Closed alexvorobiev closed 6 years ago
Strange error. Never seen it before. What does the output of
$ nix-shell -p nix-info --run "nix-info -m"
say?
- system: `"x86_64-linux"`
- host os: `Linux 3.10.0-514.26.2.el7.x86_64, Red Hat Enterprise Linux Server, 7.3 (Maipo)`
- multi-user?: `no`
- sandbox: `no`
- version: `nix-env (Nix) 1.11.16`
- channels(user1): `"nixpkgs-18.03pre125021.73a01aa028c"`
- channels(nixadmin): `"nixos-18.03pre124015.f59a0f7f1a6, nixpkgs-18.03pre124071.310ad4345bb"`
- channels(user2): `"nixpkgs-18.03pre117690.ab2cc75f78, nixos-18.03pre117327.3fe7cddc30"`
- nixpkgs: `/u/avorobiev/.nix-defexpr/channels_nixadmin/nixos`
@facundominguez any ideas?
Not really. Googling for the error shows that sometimes it is caused by too strict permissions. Perhaps tmp is mounted with noexec. But it is a shot in the dark.
/tmp
is mounted with noexec!
Adding --driver-java-options="-Djava.io.tmpdir=..."
got me a little further:
18/01/11 16:35:59 WARN NativeCodeLoader: Unable to load native-hadoop library for your platform... using builtin-java classes where applicable
Exception in thread "main" java.io.IOException: failure to login
at org.apache.hadoop.security.UserGroupInformation.loginUserFromSubject(UserGroupInformation.java:824)
...
That's an unrelated problem. If you simplify the hello example to instead process a local file (rather than one on AWS S3), then you should be able to workaround that. I wonder why you're getting login failures though. Maybe Amazon recently invalidated the access key. @facundominguez can you reproduce?

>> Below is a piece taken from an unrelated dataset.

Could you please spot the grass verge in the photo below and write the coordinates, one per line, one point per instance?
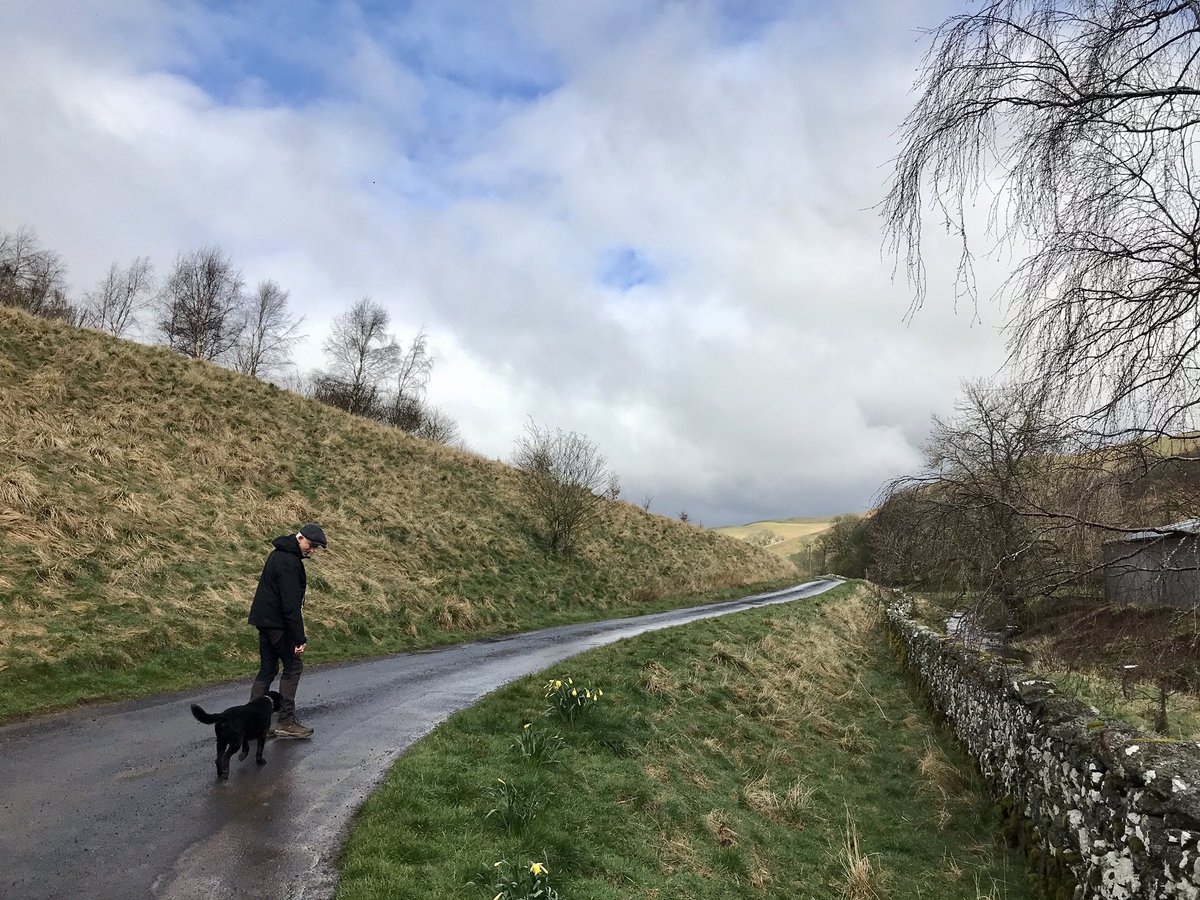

Re the noexec thing - @facundominguez we should add this to the FAQ. Then we can close this ticket.
@mboes I have just changed the code to use a local file and still got this exception. Here is more output:
Exception in thread "main" java.io.IOException: failure to login
at org.apache.hadoop.security.UserGroupInformation.loginUserFromSubject(UserGroupInformation.java:824)
at org.apache.hadoop.security.UserGroupInformation.getLoginUser(UserGroupInformation.java:761)
at org.apache.hadoop.security.UserGroupInformation.getCurrentUser(UserGroupInformation.java:634)
at org.apache.spark.util.Utils$$anonfun$getCurrentUserName$1.apply(Utils.scala:2430)
at org.apache.spark.util.Utils$$anonfun$getCurrentUserName$1.apply(Utils.scala:2430)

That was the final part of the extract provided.